William Baer (born December 29, 1948) is an American writer, editor, translator, and academic. He has been the recipient of a Guggenheim Fellowship, a Fulbright (Portugal), and a Creative Writing Fellowship from the National Endowment for the Arts.

Early life and education 
William Baer was born in Geneva, New York, in 1948.  He was raised in The Bronx, New York City, and Wayne, New Jersey. After graduating from Rutgers University with a B.A. in English, he received an M.A. in English from New York University. He completed his doctoral dissertation in English at the University of South Carolina under the direction of James Dickey, before attending the Johns Hopkins Writing Seminars where he earned an M.A. in Creative Writing, working under David St. John and John Barth. He also graduated from USC School of Cinematic Arts with an M.A. in Cinema, receiving the Jack Nicholson Screenwriting Award.

Literary activities 
Baer is the author of six books of poetry, including The Unfortunates, recipient of the T. S. Eliot Poetry Prize; "Borges" and Other Sonnets; and "Bocage" and Other Sonnets, recipient of the X. J. Kennedy Poetry Prize.  His other books include translations from the Portuguese, Luís de Camões: Selected Sonnets; the textbook, Writing Metrical Poetry; and five collections of interviews, including Classic American Films: Conversations with the Screenwriters.

In 1989, William Baer was the Founding Editor of The Formalist (1990–2004), a small poetry journal which played a significant role in the Formalist poetry revival (New Formalism). He is also the former poetry editor and film critic for Crisis Magazine. Currently, he serves as the founding director of the St. Robert Southwell Institute, and previously he served as the director of the University of Evansville Press, the contributing editor at Measure, the faculty director of The Evansville Review, and the founding director of the Richard Wilbur Poetry Series, the Howard Nemerov Sonnet Award, and the Willis Barnstone Translation Prize.

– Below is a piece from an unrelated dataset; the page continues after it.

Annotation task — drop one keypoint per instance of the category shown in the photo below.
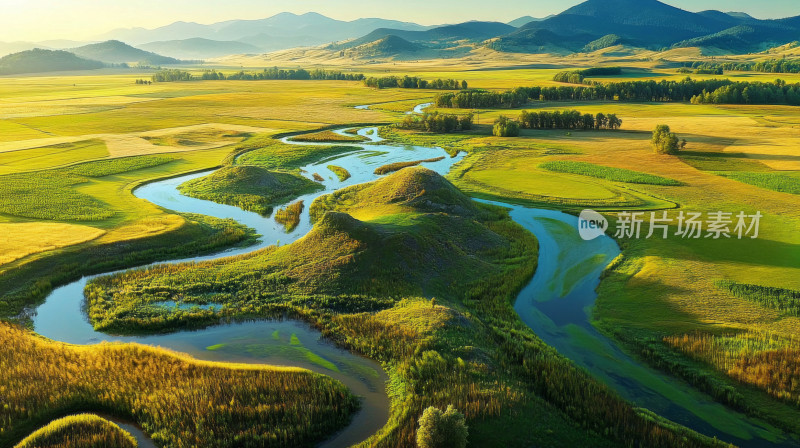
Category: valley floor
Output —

In 1995, William Baer received an N.E.A. Creative Writing Grant in fiction, and his short stories have been widely published in such journals as The Iowa Review, Kansas Quarterly, The Chariton Review, and The Dalhousie Review. In 2015, two collections of his short fiction were published: Times Square and Other Stories and One-and-Twenty Tales. More recently, he published two novels: Companion and New Jersey Noir. 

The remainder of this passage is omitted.